マニフェスト見直しに民主党の岡田克也幹事長らが言及しても、首相が号令をかけないため、現実の動きにつながらなかった。マニフェスト予算の扱いをめぐる議論が与野党間で必要なのは、今後の大規模な復興計画にもつなげる必要があるからだ。
≪呆れる官邸の原発対応≫
政府の試算では、震災による直接の被害額だけで16兆~25兆円に上る。東北を再構築する大事業であり、広大な地域を対象とし、巨額の資金を要する。復興計画を推進する体制も検討しなければならない。党派を超えた中長期的な取り組みが不可欠だ。

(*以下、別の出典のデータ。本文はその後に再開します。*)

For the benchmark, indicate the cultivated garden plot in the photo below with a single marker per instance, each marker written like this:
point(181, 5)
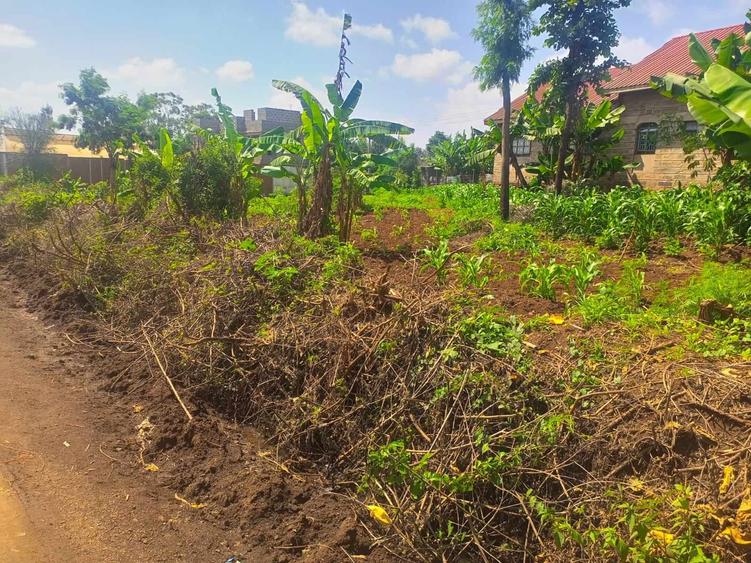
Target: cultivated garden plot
point(573, 383)
point(383, 357)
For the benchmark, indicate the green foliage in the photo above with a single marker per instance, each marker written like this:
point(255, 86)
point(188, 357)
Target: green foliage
point(34, 200)
point(438, 258)
point(205, 182)
point(472, 270)
point(584, 273)
point(274, 267)
point(651, 528)
point(721, 97)
point(541, 279)
point(510, 237)
point(494, 334)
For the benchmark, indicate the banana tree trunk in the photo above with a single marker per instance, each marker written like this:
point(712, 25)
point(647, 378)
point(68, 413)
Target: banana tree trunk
point(560, 169)
point(317, 221)
point(519, 171)
point(506, 149)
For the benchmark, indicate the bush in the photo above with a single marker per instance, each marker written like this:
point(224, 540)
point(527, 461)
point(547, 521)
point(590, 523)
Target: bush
point(149, 179)
point(208, 182)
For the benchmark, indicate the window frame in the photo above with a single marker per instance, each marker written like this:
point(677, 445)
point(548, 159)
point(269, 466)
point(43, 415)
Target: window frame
point(646, 128)
point(526, 143)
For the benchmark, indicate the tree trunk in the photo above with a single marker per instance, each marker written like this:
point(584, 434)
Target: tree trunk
point(506, 149)
point(565, 139)
point(302, 207)
point(112, 180)
point(519, 171)
point(317, 221)
point(727, 157)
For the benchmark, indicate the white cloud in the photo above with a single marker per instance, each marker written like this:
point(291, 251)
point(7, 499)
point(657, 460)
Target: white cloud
point(155, 74)
point(30, 96)
point(462, 107)
point(438, 64)
point(633, 49)
point(237, 71)
point(321, 29)
point(658, 11)
point(434, 29)
point(285, 100)
point(11, 36)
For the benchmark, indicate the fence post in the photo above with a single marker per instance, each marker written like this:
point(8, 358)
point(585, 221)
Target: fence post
point(3, 155)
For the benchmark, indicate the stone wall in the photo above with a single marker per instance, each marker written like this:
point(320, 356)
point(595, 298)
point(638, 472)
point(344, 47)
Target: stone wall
point(663, 169)
point(667, 166)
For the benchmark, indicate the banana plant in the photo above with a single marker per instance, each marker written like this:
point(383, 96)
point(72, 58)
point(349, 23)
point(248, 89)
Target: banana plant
point(327, 136)
point(719, 99)
point(248, 152)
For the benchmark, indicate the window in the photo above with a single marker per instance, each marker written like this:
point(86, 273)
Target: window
point(521, 146)
point(691, 127)
point(646, 138)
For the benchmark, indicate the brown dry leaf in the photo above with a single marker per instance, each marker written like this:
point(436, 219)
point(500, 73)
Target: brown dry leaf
point(195, 505)
point(556, 319)
point(379, 514)
point(728, 474)
point(735, 534)
point(662, 536)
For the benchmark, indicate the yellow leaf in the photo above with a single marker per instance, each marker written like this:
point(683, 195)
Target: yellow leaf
point(744, 510)
point(728, 474)
point(556, 319)
point(636, 485)
point(379, 514)
point(190, 504)
point(736, 535)
point(665, 538)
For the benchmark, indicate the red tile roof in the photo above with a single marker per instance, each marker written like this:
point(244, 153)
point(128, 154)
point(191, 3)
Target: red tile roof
point(671, 57)
point(517, 103)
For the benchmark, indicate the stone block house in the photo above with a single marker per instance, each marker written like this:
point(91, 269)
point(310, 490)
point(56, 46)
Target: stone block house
point(660, 163)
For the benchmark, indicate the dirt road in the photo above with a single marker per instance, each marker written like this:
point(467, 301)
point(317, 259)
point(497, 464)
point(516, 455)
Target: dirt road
point(69, 490)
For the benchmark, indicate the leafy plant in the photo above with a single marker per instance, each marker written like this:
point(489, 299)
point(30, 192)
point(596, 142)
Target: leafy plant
point(540, 279)
point(438, 258)
point(583, 274)
point(472, 270)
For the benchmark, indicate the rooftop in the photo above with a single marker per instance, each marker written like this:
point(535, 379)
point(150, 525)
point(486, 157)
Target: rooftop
point(671, 57)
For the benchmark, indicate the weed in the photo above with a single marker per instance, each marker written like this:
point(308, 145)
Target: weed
point(438, 258)
point(583, 274)
point(472, 270)
point(540, 279)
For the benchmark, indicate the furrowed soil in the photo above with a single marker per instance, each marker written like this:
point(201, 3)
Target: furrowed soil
point(84, 478)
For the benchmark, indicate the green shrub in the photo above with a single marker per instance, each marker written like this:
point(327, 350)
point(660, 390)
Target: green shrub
point(207, 183)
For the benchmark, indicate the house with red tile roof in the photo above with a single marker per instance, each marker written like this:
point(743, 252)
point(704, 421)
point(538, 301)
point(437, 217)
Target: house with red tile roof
point(660, 163)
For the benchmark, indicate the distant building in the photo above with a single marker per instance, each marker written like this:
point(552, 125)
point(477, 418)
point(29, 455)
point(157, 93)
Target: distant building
point(661, 163)
point(257, 122)
point(61, 155)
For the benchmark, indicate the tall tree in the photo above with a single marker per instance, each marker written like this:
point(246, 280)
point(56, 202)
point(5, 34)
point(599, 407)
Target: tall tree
point(106, 123)
point(586, 30)
point(503, 29)
point(34, 131)
point(436, 139)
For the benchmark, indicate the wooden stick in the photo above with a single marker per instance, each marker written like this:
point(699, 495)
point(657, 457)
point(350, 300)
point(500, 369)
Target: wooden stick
point(164, 372)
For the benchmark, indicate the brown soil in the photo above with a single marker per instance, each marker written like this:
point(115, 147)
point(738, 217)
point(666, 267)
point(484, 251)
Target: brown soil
point(73, 479)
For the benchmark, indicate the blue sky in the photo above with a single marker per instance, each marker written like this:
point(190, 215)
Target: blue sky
point(414, 57)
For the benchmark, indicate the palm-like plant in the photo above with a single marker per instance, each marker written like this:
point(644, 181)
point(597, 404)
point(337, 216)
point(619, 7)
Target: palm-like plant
point(720, 98)
point(327, 136)
point(247, 150)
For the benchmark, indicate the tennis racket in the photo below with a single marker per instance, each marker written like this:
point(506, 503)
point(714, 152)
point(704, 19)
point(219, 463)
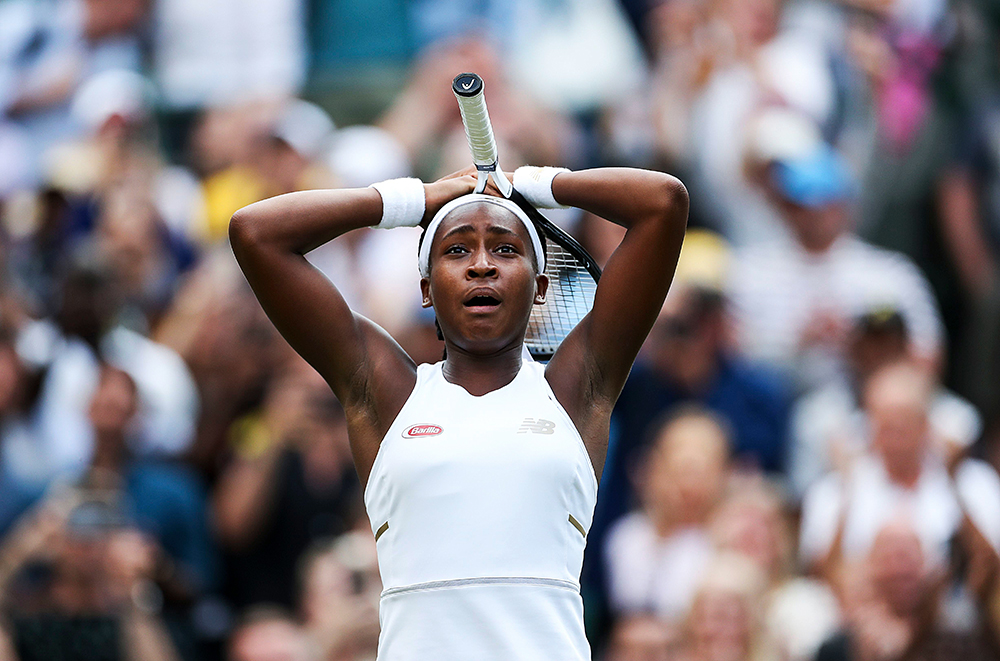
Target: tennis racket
point(573, 274)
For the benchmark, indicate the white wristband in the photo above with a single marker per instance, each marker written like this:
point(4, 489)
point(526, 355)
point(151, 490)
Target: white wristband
point(535, 184)
point(402, 202)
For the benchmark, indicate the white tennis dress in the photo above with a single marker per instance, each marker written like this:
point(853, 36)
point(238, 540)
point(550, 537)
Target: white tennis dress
point(480, 507)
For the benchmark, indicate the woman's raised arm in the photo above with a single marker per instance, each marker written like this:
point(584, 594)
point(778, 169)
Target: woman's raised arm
point(367, 370)
point(589, 369)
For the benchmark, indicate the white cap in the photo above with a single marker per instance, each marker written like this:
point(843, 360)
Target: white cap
point(305, 127)
point(782, 134)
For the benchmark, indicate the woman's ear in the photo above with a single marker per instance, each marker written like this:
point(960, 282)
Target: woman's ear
point(541, 288)
point(425, 293)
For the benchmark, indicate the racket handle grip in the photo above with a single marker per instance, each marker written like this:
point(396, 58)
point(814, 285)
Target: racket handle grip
point(468, 88)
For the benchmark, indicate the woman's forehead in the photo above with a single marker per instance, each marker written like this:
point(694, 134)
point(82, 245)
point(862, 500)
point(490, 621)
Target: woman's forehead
point(481, 216)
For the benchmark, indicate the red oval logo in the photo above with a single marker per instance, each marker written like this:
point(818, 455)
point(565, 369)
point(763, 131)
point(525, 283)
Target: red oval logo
point(417, 431)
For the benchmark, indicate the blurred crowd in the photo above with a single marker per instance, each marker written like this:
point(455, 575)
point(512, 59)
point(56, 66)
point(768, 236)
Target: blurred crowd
point(802, 464)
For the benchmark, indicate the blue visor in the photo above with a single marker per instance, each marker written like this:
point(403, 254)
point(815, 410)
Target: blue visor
point(814, 181)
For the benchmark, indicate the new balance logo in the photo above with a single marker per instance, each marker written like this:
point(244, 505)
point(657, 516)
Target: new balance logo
point(538, 426)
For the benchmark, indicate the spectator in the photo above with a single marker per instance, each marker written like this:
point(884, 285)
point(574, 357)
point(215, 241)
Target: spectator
point(84, 333)
point(892, 611)
point(95, 596)
point(686, 359)
point(656, 556)
point(167, 502)
point(23, 475)
point(828, 425)
point(904, 474)
point(797, 613)
point(268, 633)
point(793, 303)
point(724, 623)
point(340, 597)
point(290, 483)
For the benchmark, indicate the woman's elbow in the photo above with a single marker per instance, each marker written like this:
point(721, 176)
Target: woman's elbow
point(244, 228)
point(673, 201)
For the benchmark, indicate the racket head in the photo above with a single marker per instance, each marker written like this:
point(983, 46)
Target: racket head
point(573, 277)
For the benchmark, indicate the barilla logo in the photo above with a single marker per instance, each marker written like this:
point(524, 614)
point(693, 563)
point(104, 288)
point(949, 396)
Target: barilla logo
point(416, 431)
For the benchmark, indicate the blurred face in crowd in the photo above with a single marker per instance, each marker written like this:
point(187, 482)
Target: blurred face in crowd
point(270, 639)
point(686, 470)
point(896, 401)
point(815, 228)
point(482, 281)
point(871, 349)
point(686, 340)
point(88, 302)
point(898, 569)
point(129, 232)
point(113, 403)
point(721, 625)
point(642, 639)
point(753, 524)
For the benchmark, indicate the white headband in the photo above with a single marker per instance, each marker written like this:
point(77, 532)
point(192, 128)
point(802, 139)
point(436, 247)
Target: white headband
point(424, 259)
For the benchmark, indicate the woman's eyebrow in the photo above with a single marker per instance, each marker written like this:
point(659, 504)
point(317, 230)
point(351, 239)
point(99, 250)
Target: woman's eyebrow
point(458, 230)
point(500, 229)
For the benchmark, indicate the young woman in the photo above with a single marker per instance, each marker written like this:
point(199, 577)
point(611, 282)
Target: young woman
point(481, 471)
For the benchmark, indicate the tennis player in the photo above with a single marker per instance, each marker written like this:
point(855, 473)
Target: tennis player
point(481, 471)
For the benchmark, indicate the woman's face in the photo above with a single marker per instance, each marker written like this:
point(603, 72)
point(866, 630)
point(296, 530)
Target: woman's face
point(482, 281)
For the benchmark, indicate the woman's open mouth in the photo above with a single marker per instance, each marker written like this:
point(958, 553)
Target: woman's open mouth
point(482, 301)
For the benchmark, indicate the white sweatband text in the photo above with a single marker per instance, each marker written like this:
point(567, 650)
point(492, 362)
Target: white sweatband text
point(402, 202)
point(535, 184)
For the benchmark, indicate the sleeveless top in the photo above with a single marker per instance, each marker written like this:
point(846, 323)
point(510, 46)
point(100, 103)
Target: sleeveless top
point(480, 508)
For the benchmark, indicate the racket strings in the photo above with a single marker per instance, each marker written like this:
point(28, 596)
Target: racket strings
point(570, 297)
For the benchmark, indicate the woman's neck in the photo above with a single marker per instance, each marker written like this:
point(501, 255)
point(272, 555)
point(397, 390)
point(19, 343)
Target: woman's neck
point(480, 374)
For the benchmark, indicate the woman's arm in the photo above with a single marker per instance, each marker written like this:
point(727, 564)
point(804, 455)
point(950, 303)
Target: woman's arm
point(589, 369)
point(370, 374)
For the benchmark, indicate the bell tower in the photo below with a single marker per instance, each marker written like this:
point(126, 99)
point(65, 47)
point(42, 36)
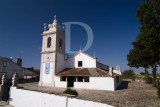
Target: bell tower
point(53, 53)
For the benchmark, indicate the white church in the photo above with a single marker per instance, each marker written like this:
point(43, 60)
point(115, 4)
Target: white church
point(79, 71)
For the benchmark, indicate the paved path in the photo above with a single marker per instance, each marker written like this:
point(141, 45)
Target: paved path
point(131, 94)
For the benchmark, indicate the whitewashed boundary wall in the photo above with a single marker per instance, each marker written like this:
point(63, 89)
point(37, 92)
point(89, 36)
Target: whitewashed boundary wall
point(26, 98)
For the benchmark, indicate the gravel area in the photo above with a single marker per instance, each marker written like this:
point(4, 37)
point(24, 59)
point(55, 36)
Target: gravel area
point(130, 94)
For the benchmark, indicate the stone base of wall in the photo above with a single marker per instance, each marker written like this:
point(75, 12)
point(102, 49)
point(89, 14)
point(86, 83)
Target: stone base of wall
point(26, 98)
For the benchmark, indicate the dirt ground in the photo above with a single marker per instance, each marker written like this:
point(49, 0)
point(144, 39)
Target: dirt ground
point(130, 94)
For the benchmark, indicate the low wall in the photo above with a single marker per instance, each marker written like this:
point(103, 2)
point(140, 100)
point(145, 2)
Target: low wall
point(26, 98)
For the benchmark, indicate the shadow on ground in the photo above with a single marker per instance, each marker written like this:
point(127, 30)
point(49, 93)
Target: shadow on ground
point(123, 85)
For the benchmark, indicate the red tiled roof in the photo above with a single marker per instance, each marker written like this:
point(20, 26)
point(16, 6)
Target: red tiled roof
point(93, 72)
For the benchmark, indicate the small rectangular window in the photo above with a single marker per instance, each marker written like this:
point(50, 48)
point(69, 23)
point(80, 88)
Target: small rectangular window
point(80, 79)
point(86, 79)
point(4, 63)
point(117, 79)
point(79, 63)
point(63, 78)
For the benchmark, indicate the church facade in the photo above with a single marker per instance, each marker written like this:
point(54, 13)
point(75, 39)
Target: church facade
point(79, 71)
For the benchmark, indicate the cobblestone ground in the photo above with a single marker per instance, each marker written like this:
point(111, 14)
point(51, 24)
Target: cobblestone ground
point(130, 94)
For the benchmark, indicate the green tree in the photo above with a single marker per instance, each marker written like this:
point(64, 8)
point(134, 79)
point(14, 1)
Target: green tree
point(149, 17)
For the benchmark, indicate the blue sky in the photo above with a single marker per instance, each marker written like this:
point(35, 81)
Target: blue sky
point(113, 23)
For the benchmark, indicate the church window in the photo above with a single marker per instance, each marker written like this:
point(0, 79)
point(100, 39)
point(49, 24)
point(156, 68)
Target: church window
point(60, 43)
point(4, 63)
point(63, 78)
point(49, 42)
point(117, 79)
point(79, 63)
point(80, 79)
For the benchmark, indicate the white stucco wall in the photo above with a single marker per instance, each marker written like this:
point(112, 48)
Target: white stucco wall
point(26, 98)
point(59, 83)
point(88, 62)
point(102, 66)
point(60, 63)
point(47, 78)
point(97, 83)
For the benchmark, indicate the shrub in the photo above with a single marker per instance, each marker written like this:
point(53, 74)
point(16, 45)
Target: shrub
point(70, 91)
point(158, 91)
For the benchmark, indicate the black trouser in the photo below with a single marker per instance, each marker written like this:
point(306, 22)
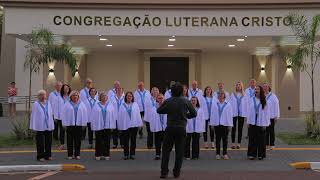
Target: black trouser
point(90, 133)
point(192, 138)
point(74, 134)
point(257, 145)
point(158, 141)
point(141, 128)
point(103, 143)
point(270, 135)
point(205, 134)
point(237, 120)
point(44, 143)
point(61, 132)
point(130, 137)
point(149, 136)
point(221, 134)
point(116, 134)
point(173, 136)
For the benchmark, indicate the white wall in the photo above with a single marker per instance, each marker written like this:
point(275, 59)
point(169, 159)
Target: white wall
point(228, 67)
point(106, 67)
point(22, 76)
point(305, 89)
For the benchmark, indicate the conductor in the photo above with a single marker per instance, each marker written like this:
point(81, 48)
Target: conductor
point(178, 110)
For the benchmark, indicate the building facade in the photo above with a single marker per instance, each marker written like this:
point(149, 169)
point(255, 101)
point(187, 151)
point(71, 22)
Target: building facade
point(209, 41)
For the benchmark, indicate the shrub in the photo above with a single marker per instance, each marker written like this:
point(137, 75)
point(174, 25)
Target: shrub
point(312, 127)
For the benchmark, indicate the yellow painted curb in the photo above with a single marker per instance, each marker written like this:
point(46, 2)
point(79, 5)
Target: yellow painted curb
point(73, 167)
point(301, 165)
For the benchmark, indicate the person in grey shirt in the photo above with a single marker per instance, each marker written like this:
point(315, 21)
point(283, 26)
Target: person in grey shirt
point(178, 110)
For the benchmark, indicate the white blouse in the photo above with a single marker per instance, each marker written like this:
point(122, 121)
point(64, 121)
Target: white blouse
point(129, 116)
point(140, 98)
point(195, 93)
point(74, 114)
point(197, 124)
point(84, 94)
point(256, 115)
point(167, 94)
point(150, 106)
point(90, 103)
point(116, 102)
point(239, 104)
point(62, 101)
point(41, 117)
point(158, 122)
point(221, 114)
point(273, 103)
point(103, 117)
point(250, 92)
point(215, 94)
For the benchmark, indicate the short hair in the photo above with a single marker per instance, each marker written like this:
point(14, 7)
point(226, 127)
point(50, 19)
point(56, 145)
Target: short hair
point(42, 91)
point(58, 83)
point(125, 97)
point(222, 92)
point(74, 92)
point(198, 104)
point(91, 89)
point(103, 93)
point(204, 93)
point(62, 90)
point(88, 79)
point(177, 90)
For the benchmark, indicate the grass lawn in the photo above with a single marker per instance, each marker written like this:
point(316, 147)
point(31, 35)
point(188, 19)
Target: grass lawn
point(297, 139)
point(9, 141)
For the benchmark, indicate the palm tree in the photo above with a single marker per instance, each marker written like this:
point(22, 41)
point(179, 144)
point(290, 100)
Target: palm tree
point(41, 49)
point(306, 55)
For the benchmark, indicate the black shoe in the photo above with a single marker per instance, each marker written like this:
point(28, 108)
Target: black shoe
point(176, 174)
point(164, 176)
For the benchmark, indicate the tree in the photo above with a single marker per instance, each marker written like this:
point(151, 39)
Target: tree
point(42, 50)
point(306, 55)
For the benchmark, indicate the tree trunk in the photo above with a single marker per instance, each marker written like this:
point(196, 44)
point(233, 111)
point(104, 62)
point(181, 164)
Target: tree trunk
point(312, 99)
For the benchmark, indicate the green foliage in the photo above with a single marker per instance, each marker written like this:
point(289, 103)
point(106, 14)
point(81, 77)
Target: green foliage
point(305, 57)
point(42, 50)
point(8, 141)
point(312, 127)
point(20, 129)
point(297, 139)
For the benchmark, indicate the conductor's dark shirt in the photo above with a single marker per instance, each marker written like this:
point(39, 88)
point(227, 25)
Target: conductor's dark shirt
point(178, 110)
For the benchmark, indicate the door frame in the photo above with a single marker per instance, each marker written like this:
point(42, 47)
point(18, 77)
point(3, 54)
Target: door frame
point(194, 62)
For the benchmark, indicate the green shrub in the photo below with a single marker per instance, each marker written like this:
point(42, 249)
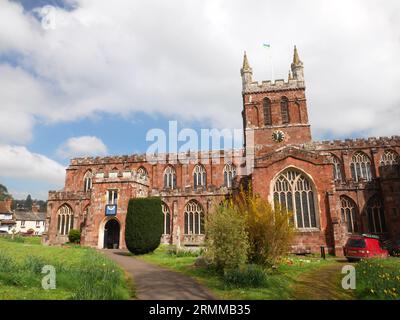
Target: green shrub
point(226, 238)
point(270, 231)
point(182, 252)
point(250, 276)
point(144, 225)
point(16, 238)
point(7, 263)
point(33, 264)
point(74, 236)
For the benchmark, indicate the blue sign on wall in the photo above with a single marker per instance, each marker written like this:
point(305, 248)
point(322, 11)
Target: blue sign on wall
point(111, 209)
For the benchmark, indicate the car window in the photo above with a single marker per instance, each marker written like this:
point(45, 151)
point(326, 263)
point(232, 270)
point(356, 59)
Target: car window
point(356, 243)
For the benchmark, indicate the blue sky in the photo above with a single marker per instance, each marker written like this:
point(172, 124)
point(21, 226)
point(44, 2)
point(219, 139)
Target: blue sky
point(105, 73)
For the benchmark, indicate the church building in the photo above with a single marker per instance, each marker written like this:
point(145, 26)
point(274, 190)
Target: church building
point(334, 188)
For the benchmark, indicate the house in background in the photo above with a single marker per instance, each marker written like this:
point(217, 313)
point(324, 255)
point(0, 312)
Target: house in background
point(30, 222)
point(7, 221)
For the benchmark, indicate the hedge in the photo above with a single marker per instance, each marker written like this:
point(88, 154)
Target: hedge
point(144, 225)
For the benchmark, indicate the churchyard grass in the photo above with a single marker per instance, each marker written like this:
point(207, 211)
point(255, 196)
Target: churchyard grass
point(81, 273)
point(279, 282)
point(378, 279)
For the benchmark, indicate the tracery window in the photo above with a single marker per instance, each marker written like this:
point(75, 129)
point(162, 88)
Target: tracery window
point(194, 218)
point(65, 220)
point(349, 211)
point(285, 110)
point(337, 168)
point(267, 112)
point(142, 173)
point(376, 215)
point(87, 181)
point(360, 167)
point(167, 218)
point(389, 158)
point(229, 175)
point(199, 176)
point(169, 177)
point(295, 193)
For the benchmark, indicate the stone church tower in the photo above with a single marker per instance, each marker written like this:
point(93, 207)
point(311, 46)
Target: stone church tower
point(274, 113)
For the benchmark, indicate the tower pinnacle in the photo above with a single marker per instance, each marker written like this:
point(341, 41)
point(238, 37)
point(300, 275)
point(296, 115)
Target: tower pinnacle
point(246, 72)
point(297, 66)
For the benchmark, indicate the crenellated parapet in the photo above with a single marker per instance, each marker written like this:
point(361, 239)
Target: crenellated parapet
point(182, 157)
point(393, 141)
point(68, 195)
point(277, 85)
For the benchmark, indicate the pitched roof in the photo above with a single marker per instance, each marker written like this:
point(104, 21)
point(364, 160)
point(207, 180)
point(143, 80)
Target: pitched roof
point(29, 216)
point(4, 207)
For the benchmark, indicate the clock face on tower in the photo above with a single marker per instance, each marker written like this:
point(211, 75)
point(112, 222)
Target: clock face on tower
point(278, 136)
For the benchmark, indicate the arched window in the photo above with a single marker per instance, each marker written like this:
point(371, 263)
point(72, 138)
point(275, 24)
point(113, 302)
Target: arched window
point(87, 181)
point(295, 193)
point(142, 174)
point(337, 168)
point(389, 158)
point(167, 218)
point(65, 220)
point(376, 215)
point(285, 110)
point(199, 176)
point(360, 167)
point(348, 210)
point(169, 177)
point(229, 175)
point(113, 173)
point(267, 112)
point(194, 218)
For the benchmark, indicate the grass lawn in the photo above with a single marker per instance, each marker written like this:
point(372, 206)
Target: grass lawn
point(81, 273)
point(279, 283)
point(378, 279)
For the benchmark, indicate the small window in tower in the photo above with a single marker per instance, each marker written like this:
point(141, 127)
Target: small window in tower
point(267, 112)
point(285, 110)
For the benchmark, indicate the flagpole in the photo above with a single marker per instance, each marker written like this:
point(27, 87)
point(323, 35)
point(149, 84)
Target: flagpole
point(270, 60)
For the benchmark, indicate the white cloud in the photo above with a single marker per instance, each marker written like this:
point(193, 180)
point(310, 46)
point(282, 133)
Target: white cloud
point(182, 59)
point(82, 146)
point(18, 162)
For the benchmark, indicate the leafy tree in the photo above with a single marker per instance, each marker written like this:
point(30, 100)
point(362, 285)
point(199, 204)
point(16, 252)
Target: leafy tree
point(3, 192)
point(226, 237)
point(28, 202)
point(270, 230)
point(74, 236)
point(144, 225)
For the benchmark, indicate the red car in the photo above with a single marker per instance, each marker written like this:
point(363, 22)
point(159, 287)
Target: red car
point(364, 246)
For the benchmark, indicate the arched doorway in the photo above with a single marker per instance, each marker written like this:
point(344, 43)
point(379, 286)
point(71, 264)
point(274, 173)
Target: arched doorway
point(111, 234)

菅首相の原発事故への対応についても批判や疑問が広がっている。首相が国難と認識していないからではないのか。
震災発生翌日の12日、首相は「原子力について少し勉強したい」と福島第1原子力発電所の視察に向かった。これが原子炉内の圧力を下げる東京電力の作業を遅らせ、初期対応に支障を来したのではないかと、参院予算委でも厳しく批判された。
首相は原発関係のスタッフを相次いで任命しているが、東電や官僚との連携不足も指摘される。
枝野幸男官房長官が「屋内退避」の対象としていた原発から半径20~30キロ圏の住民に「自主避難」を促したのも、住民への判断丸投げにほかならない。
屋内退避の指示は、風評によって物資供給を滞らせ、住民を孤立させていた。政府の対応が住民の安全を脅かし、混乱を招くようなことがあってはならない。
原発対応の長期化が避けられない情勢だが、首相は放射性物質の外部漏出を食い止めるため米軍の協力を仰ぐなど、あらゆる方策をとるべきだ。